The appeal comes in the same week as a significant drop in the number of youngsters attending the county's accident and emergency departments for treatment was also revealed - raising concerns parents may be putting-off seeking medical treatment because they fear coming into contact with coronavirus.
NHS England says parents can play their part in reducing pressure on health services by bringing children for injections which can help prevent any resurgence of other infections that cause harm and place added strain on the NHS.
As long as those attending appointments, including the parents of babies or children, do not have symptoms or are not self-isolating because someone in the household is displaying symptoms, all scheduled vaccinations can go ahead as normal.

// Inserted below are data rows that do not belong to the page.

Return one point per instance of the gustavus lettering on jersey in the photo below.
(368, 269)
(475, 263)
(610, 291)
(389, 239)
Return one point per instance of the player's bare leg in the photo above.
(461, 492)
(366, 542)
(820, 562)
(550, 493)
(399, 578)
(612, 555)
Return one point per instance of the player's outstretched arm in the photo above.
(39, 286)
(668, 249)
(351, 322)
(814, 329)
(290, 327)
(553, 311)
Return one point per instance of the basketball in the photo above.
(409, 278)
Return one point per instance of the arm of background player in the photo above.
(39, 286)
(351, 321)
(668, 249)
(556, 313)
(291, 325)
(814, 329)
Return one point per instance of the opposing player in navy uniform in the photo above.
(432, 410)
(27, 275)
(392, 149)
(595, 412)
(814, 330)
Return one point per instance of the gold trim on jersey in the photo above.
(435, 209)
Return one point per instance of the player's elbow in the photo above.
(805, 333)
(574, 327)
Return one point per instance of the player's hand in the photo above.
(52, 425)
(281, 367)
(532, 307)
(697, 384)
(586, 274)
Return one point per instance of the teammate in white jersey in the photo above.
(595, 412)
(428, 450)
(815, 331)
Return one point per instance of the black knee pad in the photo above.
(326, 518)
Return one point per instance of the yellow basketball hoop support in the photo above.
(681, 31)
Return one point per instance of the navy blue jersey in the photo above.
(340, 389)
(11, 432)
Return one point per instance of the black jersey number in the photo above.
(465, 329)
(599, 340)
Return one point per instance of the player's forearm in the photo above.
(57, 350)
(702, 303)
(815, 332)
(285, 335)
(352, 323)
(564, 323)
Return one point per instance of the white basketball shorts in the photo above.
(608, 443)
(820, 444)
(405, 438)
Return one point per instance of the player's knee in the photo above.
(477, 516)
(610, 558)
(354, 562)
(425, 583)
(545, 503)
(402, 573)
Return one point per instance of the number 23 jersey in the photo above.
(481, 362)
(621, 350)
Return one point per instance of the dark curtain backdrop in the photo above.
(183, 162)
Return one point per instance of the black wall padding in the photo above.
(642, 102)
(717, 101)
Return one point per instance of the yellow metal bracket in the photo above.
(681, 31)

Dr Nikita Kanani, NHS England medical director for primary care, said: “While the NHS is taking unprecedented measures to protect people from coronavirus, local services are working hard to ensure that people including babies, children and pregnant women still receive their routine vaccinations - they provide essential protection against potentially life-threatening diseases.”
Dr Mary Ramsay, head of immunisations at Public Health England, added: “The national immunisation programme remains in place to protect the nation’s health and no one should be in any doubt of the devastating impact of diseases such as measles, meningitis and pneumonia."
A full list of vaccinations and when they are available, for children and adults, is accessible through the NHS website for any parents concerned that someone in the family may have not been issued with an appointment.